An Entirely Apolitical and Ill-advised Attempt to Use McDonald’s Lower Sales and This Article on QSRweb to Draw a Sweeping Conclusion About Last Week’s Election.

By Keewood @sellingeating
An entirely apolitical and ill-advised attempt to use McDonald’s lower sales and this article on QSRweb to draw a sweeping conclusion about last week’s election.

Does Ronald know what the hell people want? Nope. Not at the moment. They want it all.

Here’s a Forbes article entitled “Quit Freaking About McDonald’s First Sales Decline in 9 years, It’s Still Best In Class.”

Here’s a QSRweb article entitled, “Report: Menu deals no longer driving restaurant visits.”

Here’s my entirely shot-from-the-hip theory about Obama’s recent win: people won’t tell you things are great any more than they’ll tell you to stop giving them a deal. But they’re exposing their boredom with the recession and their nascent hopes that things are getting better by eating what they want where they want for whatever the price happens to be.

I offer no other evidence.

Want to refute me? Obviously, you won’t need evidence.

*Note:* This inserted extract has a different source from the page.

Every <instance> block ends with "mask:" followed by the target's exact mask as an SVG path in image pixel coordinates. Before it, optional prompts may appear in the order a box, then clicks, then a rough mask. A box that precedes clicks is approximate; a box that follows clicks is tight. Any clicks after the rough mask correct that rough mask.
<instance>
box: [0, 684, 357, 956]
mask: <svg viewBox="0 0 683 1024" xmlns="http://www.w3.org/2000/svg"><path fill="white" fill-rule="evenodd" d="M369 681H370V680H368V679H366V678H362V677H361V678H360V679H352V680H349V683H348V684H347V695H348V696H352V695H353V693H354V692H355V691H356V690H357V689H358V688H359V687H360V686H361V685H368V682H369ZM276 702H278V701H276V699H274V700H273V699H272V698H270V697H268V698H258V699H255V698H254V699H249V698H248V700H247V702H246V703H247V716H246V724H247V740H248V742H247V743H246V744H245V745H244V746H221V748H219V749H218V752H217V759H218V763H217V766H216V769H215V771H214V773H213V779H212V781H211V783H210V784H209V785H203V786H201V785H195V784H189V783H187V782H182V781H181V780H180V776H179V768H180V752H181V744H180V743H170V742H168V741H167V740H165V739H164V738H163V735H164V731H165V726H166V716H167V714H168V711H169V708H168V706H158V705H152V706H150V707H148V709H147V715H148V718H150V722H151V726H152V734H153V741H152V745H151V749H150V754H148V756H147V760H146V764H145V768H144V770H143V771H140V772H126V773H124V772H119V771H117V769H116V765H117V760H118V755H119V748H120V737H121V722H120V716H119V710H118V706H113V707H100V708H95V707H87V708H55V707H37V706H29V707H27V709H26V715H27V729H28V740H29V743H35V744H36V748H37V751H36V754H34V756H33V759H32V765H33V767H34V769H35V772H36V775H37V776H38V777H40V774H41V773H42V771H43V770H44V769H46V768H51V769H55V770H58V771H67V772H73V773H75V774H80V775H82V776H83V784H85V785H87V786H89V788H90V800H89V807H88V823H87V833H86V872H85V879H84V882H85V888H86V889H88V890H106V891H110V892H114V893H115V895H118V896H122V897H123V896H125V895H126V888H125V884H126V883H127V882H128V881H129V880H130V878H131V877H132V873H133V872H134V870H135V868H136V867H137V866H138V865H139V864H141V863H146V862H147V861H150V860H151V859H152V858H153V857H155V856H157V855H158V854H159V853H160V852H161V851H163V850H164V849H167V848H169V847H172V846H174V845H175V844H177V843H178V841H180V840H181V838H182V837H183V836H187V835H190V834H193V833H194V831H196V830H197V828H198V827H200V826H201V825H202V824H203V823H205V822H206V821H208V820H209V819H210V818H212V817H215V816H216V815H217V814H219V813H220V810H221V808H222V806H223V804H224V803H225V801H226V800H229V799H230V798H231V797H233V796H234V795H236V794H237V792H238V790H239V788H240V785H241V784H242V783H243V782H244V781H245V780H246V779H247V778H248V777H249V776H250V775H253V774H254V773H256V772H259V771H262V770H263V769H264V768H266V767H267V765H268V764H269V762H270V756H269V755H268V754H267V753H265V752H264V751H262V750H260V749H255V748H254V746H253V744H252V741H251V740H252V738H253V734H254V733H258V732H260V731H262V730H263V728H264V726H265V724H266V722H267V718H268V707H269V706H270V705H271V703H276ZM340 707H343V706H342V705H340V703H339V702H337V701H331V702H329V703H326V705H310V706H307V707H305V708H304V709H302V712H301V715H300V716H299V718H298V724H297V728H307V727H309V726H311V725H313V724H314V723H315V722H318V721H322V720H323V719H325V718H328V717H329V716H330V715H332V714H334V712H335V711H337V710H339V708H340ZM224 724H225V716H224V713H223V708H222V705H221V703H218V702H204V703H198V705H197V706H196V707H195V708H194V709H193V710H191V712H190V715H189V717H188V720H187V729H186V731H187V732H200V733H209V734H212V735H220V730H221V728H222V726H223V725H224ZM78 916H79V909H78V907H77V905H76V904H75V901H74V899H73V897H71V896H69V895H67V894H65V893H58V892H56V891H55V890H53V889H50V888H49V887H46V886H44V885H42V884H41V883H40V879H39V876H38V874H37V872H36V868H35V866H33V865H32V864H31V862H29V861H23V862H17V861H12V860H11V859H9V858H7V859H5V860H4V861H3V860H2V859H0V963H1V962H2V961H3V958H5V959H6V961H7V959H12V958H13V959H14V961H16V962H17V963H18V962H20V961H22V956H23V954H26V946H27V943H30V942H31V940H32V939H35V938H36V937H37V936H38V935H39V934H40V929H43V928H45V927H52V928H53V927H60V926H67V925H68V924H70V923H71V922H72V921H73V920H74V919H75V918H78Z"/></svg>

But I think I’m right. We’re in a stubbornly optimistic mood right now, and we’re going out to have a nice dinner with each other just because we feel like it. I end with a quote from the QSRweb article that captures this bifurcation:

As the tide shifts from recession-era habits, many chains are taking a more active approach in promoting their everyday value offerings alongside premium items. McDonald’s, for example, noted in its Q3 earnings call that it is investing in driving traffic by emphasizing value across most markets to drive incremental traffic. However, the company is balancing value messaging with premium menu news, including its recent introduction of the Cheddar Bacon Onion sandwich.

Within two weeks, Sonic hosted a 50-cent corndog promotion and then rolled out two new premium chicken sandwiches, including the Asiago Caesar Chicken Sandwich.”

(“Bifurcation” is a Government Studies 101 vocab word, incidentally.)